The relevance and probative value of the evidence seems equally clear regarding A.G. To be sure, A.G. was not Gonzalez's stepdaughter, nor did they reside under the same roof. However, Y.P.'s testimony corroborated the general prosecution theory that Gonzalez was attracted to prepubescent and pubescent females. As one of the commentators cited in Falsetta observed: "A person with a history of . . . child molestation stands on a different footing. His past conduct provides evidence that he has the combination of aggressive and sexual impulses that motivates the commission of such crimes, that he lacks effective inhibitions against acting on these impulses, and that the risks involved do not deter him. A charge of . . . child molestation has greater plausibility against a person with such a background." (Karp, Evidence of Propensity and Probability in Sex Offense Cases and Other Cases (1994) 70 Chi.-Kent L.Rev. 15, 20, italics added.)

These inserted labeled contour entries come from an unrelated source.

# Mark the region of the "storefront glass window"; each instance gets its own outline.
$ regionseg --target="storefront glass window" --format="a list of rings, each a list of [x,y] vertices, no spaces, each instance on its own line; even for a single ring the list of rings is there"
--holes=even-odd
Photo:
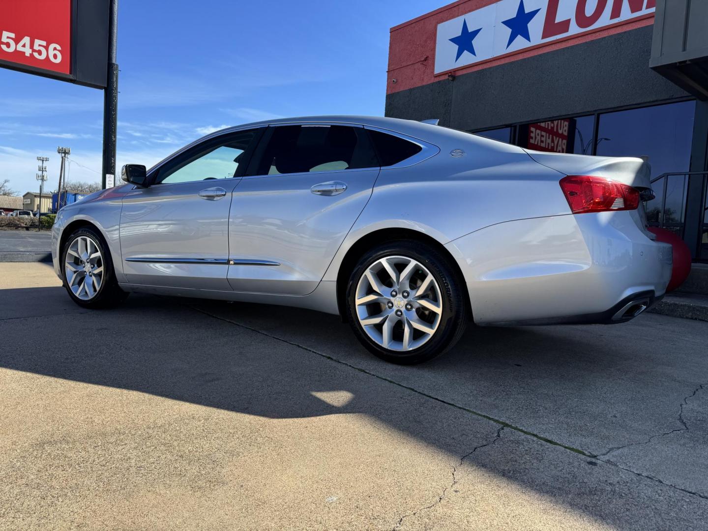
[[[575,137],[573,140],[572,149],[569,153],[578,155],[592,155],[593,142],[595,139],[595,117],[581,116],[571,118],[571,122],[575,126]]]
[[[663,173],[688,171],[693,138],[695,101],[645,107],[600,117],[598,155],[639,156],[651,165],[651,178]],[[683,176],[664,179],[652,185],[656,199],[647,203],[651,224],[663,223],[680,233],[684,222],[687,179]],[[666,202],[661,207],[666,188]]]
[[[479,135],[480,137],[486,137],[494,140],[501,140],[503,142],[508,142],[511,139],[511,127],[490,129],[488,131],[480,131],[474,134]]]

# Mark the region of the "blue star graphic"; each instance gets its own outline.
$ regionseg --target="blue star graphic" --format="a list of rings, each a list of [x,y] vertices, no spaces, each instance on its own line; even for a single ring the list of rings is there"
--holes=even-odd
[[[462,33],[457,37],[450,39],[450,42],[457,46],[457,57],[455,58],[455,61],[459,59],[460,56],[465,52],[469,52],[472,55],[476,57],[477,55],[474,52],[474,45],[472,44],[472,41],[481,30],[482,28],[480,28],[479,30],[470,31],[467,29],[467,21],[462,21]]]
[[[524,7],[524,0],[521,0],[519,8],[516,10],[516,16],[513,18],[502,21],[501,23],[511,30],[511,35],[509,35],[509,42],[506,45],[507,48],[511,46],[511,43],[516,40],[517,37],[523,37],[529,42],[531,42],[531,37],[529,35],[529,23],[531,22],[539,11],[541,10],[535,9],[532,11],[527,13],[526,8]]]

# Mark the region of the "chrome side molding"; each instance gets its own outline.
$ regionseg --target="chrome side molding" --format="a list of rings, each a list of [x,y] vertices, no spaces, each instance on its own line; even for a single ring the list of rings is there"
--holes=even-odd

The Karp article was cited in Falsetta for its positive reception of Federal Rules of Evidence 413 and 414, which are the federal equivalents of section 1108. (See Falsetta, supra, 21 Cal.4th at pp. 920-921.) --------
On the other side of the probative/prejudicial scale, the "prejudice" factor here was minimal. Prejudice is minimized where the prior offense is not as " inflammatory" as the charged offense. (See People v. Soto (1998) 64 Cal.App.4th 966, 991.) Y.P.'s testimony was much less inflammatory than that of either A.G. or C.D. Y.P.'s testimony involved no completed act of child molestation, only an attempted one.
Finally, the other factors bearing on section 352 analysis likewise show the reasonableness of the trial judge's decision. Y.P.'s testimony took very little time, did not degenerate into a mini-trial of its own, and posed very little danger of confusing any issue or misleading the jury. Whether Gonzalez had molested C.D. in her sleep was the issue, and Y.P.'s testimony corroborated C.D.'s on that very point.
People v. Jandres (2014) 226 Cal.App.4th 340, the main case relied on by Gonzalez, is not on point. Jandres involved a dissimilar offense - an attempted kidnapping. This case involves no dissimilar offenses. We note that all 10 counts on which Gonzalez was found guilty were for child molestation under Penal Code section 288, subdivision (a).
IV. DISPOSITION
The judgment is affirmed.
BEDSWORTH, ACTING P. J. WE CONCUR: MOORE, J. IKOLA, J.